Results of various filtering method for acoustic images

7 Experimental results

Filters such as Lee, Median, Weiner, Frost, guided and bilateral filters were applied on the acoustic images separately. Then results of guided filter was given as input to the bilateral filters to check the quality. But it was identified that when bilateral filter followed by guided filter was applied, the images could be denoised with edges being preserved. We compared our proposed work with the standard filters like median filter, wiener filter, lee filter, frost filter, guided filter and bilateral filter.
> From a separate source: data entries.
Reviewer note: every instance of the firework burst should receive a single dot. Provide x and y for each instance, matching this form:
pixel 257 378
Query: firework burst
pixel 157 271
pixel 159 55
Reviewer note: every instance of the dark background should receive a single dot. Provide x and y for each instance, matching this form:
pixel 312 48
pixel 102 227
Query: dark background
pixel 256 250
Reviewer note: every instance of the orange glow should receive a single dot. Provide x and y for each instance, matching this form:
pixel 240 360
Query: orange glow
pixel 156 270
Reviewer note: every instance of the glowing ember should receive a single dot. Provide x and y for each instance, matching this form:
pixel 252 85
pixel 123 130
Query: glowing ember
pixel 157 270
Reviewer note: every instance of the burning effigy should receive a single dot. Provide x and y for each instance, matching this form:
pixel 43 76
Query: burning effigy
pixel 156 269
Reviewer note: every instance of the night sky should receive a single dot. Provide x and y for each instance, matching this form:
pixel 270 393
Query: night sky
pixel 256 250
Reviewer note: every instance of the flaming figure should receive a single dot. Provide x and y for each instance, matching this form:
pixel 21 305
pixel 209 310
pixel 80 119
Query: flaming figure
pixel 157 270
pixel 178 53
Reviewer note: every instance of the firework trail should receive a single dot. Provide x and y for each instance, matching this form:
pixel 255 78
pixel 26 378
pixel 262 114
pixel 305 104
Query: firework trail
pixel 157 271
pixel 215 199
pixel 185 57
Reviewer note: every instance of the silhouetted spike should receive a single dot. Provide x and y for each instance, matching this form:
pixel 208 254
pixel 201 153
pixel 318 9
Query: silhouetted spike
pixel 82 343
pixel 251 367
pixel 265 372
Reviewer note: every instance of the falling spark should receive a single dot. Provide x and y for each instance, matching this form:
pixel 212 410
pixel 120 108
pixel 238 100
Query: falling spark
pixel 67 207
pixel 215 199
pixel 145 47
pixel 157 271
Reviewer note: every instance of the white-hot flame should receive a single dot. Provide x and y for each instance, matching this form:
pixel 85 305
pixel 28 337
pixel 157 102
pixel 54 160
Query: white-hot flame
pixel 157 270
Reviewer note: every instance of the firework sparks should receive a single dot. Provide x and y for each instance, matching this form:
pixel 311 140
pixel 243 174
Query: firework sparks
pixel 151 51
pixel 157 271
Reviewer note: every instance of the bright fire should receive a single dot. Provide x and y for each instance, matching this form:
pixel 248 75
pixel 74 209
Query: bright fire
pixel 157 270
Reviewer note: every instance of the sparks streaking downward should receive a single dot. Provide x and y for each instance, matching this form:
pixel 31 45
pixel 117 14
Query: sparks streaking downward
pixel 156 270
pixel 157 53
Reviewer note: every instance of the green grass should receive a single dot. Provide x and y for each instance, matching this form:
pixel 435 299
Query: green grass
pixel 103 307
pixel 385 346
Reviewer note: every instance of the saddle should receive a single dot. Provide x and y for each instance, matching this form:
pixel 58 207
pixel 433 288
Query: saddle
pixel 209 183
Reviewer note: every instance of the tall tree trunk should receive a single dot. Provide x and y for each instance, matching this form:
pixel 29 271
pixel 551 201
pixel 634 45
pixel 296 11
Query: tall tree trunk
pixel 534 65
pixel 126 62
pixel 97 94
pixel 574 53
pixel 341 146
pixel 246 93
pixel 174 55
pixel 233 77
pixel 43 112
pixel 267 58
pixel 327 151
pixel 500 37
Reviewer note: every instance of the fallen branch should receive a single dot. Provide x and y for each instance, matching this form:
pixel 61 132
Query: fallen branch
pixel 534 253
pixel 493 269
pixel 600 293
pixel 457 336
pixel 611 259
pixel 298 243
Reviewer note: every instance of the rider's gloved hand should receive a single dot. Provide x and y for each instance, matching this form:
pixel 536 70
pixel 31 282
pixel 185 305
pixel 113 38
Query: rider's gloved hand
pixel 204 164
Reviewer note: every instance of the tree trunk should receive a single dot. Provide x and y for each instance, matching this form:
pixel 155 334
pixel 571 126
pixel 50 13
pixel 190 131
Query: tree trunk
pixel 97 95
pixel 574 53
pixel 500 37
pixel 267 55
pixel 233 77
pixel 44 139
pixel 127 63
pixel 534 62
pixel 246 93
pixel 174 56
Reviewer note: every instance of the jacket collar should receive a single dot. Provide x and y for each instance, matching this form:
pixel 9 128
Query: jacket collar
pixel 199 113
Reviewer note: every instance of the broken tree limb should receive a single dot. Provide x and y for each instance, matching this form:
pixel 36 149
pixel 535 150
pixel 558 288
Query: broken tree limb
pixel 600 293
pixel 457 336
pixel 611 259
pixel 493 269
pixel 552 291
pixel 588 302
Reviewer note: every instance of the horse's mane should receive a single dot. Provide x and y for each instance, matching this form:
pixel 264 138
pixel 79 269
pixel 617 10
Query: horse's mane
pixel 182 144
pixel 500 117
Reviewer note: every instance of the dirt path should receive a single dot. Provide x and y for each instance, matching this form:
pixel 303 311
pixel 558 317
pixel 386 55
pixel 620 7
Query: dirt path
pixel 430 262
The analysis is done by using the quality measures such as PSNR, MSE, SSIM and ENTROPY. The following Table 1 shows the results of the comparison.

Table 1 MSE, PSNR, SSIM, entropy values for the various techniques

8 Conclusion

Thus the speckle noise in the side scan sonar image can be removed by applying the bilateral filter first followed by guided filter. As the bilateral filter produces the staircase effect and gradient reversal effect it is followed by the self-guided filter which is free of these artefacts. We compared our results with other standard filters like lee filter, frost filter, median filter, wiener filter and the combination of guided filter followed by bilateral filter. It is observed that the bilateral filter followed by guided filter works better than the above mentioned filters.